Node Prevent too many payment retries

(Planned in the second phase)

This card aims to address one of the very last vulnerabilities in our automation. Although we devs possess a confidence that the retry mechanism would always bring eventual successes after the train of failed attempts, over a series of interference, there is still a hovering threat of getting lost in the cycles if the underlying issue is exogenous and persist. This kind of reason might be sudden issues at the blockchain service provider.

All in all, even if this is a false concern, it is a good practice looking after an unwinding process like this gracefully enough, with a proper definite behavior.

The issue with this seemingly plain demand is that the mechanism cannot be halted and the last events in it left forgotten, resolved on its own. That's not how it works. Once submitted tx can only be resubmitted but never taken back. If you abandon it you must be aware it can potentially become a successful tx over some time.

We need to remember that some of the failures we declare as failures cannot be understood as something called the "hard" failures, but rather "soft". It's not like we are noted about the failure, we only suppose it is one, because of rules we set ourselves.

If we want to escape from the iterations we need to keep track of these supposed failures and write them into the db under special identification. After we have them documented, the intent could be to terminate the retry process and schedule the regular new-payables scan.
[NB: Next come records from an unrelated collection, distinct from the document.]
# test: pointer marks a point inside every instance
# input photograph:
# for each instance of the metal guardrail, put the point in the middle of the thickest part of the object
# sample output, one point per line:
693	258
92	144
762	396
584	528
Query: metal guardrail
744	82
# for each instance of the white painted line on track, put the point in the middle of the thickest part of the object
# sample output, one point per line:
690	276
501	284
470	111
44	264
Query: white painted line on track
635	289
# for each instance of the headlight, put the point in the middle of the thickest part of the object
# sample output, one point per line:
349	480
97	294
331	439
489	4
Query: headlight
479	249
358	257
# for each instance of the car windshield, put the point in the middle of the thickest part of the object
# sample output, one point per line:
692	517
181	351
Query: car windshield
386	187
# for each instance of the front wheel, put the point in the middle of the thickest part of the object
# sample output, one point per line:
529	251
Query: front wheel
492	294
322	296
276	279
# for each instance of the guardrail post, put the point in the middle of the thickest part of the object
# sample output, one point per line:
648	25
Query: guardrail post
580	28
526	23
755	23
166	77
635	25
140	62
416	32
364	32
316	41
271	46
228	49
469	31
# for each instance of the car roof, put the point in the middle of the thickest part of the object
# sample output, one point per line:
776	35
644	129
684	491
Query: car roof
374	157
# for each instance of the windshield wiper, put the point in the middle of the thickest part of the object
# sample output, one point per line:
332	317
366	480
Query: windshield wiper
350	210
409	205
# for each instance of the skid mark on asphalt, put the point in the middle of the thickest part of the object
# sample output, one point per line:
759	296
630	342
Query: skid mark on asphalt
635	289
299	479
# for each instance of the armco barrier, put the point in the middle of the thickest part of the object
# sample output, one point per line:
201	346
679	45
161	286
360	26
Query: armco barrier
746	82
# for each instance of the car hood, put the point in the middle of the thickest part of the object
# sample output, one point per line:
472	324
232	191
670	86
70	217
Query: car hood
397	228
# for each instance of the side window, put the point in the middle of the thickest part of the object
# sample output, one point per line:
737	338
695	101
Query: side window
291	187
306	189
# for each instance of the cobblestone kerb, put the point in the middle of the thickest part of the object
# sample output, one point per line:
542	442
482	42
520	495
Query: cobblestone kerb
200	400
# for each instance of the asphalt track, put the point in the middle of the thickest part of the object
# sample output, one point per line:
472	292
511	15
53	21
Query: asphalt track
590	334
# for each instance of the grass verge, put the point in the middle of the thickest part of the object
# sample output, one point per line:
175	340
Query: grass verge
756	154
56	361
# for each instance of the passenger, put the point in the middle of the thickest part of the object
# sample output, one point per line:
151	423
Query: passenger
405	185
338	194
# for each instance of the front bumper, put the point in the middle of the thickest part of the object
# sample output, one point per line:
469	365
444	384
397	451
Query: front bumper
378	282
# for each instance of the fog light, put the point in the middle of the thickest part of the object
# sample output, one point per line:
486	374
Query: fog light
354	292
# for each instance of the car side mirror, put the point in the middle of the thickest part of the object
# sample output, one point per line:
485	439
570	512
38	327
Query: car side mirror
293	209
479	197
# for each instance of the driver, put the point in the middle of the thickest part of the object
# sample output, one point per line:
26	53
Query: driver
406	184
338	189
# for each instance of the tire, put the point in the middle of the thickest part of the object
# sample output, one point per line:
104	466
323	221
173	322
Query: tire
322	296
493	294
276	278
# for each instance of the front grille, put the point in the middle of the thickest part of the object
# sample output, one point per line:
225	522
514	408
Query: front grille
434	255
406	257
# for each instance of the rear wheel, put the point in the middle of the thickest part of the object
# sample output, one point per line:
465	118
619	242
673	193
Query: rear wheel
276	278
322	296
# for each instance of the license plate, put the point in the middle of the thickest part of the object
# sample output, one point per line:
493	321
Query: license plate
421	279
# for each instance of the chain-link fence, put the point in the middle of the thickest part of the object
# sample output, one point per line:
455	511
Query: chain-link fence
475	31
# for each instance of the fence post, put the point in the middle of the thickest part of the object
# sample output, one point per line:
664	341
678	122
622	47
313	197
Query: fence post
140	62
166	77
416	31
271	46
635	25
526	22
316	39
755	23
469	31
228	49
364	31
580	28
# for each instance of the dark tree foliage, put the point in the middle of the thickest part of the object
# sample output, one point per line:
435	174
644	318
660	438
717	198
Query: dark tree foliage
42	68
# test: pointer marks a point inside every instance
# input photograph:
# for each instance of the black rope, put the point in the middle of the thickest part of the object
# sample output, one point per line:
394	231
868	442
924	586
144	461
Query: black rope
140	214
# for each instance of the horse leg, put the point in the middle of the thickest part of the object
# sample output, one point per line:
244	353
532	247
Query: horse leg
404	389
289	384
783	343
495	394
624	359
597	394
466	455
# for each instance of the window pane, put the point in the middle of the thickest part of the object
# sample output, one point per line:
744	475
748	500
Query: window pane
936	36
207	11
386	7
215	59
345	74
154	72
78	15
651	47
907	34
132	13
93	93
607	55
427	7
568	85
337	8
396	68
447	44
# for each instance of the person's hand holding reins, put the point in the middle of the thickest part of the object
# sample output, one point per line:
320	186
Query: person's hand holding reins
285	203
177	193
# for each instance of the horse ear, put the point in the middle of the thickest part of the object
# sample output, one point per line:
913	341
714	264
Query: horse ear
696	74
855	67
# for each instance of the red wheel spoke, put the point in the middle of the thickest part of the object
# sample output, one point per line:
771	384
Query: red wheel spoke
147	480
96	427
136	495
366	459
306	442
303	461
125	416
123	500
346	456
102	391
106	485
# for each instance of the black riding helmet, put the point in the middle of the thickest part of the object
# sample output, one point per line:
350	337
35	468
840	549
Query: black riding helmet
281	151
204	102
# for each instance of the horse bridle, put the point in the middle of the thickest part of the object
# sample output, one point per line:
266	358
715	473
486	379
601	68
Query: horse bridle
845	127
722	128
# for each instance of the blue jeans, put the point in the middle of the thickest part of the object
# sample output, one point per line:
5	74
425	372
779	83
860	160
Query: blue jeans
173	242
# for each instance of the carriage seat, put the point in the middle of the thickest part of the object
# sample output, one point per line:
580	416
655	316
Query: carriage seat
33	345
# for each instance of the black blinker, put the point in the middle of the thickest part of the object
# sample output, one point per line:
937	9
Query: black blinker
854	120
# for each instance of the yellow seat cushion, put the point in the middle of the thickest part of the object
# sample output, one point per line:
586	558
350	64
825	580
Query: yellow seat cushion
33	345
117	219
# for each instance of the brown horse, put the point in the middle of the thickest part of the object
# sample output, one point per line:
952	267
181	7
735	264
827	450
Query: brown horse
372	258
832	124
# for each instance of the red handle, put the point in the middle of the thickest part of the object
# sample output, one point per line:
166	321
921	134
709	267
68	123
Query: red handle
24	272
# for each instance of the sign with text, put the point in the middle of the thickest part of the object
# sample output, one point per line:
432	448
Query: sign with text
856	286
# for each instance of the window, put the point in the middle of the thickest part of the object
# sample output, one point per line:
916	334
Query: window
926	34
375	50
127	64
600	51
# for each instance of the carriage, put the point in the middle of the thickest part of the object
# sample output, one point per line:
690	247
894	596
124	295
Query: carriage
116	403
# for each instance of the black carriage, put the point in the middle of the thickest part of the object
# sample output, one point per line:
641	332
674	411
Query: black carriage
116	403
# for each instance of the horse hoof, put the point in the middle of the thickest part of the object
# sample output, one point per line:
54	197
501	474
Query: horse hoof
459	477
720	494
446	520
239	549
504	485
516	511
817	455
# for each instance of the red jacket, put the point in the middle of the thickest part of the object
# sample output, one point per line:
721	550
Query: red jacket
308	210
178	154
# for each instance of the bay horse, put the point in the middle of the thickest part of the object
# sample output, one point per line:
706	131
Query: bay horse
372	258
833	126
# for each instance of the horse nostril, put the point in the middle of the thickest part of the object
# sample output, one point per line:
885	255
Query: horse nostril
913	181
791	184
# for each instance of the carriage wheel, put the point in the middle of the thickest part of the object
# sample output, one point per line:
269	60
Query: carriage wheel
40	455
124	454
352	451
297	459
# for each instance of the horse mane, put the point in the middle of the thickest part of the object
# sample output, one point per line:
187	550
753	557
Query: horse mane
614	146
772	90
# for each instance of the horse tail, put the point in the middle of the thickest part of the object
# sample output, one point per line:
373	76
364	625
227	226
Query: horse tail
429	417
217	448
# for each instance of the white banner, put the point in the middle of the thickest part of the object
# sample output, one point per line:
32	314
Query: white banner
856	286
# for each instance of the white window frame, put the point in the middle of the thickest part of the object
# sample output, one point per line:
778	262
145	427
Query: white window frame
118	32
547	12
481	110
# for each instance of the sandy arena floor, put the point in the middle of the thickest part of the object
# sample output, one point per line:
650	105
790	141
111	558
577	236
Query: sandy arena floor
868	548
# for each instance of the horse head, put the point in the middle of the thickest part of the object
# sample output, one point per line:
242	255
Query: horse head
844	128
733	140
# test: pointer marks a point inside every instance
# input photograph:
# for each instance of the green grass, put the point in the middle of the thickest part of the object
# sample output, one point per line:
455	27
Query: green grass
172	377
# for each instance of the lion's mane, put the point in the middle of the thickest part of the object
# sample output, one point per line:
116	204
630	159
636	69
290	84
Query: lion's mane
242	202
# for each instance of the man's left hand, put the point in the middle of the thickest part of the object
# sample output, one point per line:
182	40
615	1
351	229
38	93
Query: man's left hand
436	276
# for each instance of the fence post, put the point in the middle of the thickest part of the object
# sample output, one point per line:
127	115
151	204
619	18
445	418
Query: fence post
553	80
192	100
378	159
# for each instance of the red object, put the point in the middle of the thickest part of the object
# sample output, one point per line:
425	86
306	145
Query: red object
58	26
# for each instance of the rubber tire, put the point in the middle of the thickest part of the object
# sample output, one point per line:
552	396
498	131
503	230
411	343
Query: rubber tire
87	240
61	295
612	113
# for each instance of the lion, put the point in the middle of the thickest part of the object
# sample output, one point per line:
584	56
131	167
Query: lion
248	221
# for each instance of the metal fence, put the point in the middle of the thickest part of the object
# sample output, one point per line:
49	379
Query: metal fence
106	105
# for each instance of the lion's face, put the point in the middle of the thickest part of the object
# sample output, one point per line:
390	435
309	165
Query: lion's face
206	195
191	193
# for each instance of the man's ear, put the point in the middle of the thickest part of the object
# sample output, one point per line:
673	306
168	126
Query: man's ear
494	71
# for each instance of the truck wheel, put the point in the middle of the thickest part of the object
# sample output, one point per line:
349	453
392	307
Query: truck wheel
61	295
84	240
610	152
We need an extra group of failures that needs to be monitored on even after once already processed. The second time, it is because we make sure that the payments we had abandoned didn't succeed sometime around now. If they did, though, it probably shattered the latest batch then.

In any case, we have already mechanism how to take this in our records and how the certain account can be marked as needing a two-phase processing. It should be possible to add more adepts under this category.

Now the impression can be, that what I just described could imitate the standard pending-too-long process. Because if we halt the retries, then maybe wait some longer time (not necessarily), and attempt new payments, it's very likely we will pick all these accounts that occurred in the ever-spinning retries we must have given up on. Now, where's the difference? It's still a question that needs an answer. But some brittle nuances can be found.

Jul 19 '25 13:07 bertllll

Consider also how we should constrain the ValidationFailure(s) if racking up endlessly. It's a similar problem. There must be a hard limit.

Note: ValidationFailure is when an RPC call for tx receipt fails.

Aug 14 '25 09:08 bertllll

The critical question is: can there be a situation when we have stall payments A,B,C. And also a potential payment D, which would qualify if the new-payable scanner was run. Could repeating the payment C, without any progress, be hopeless, while if we tried the payment D instead, could we succeed the payment?

If never, then this card is completely pointless. If somehow possible, then it might provide some value.

Sep 19 '25 09:09 bertllll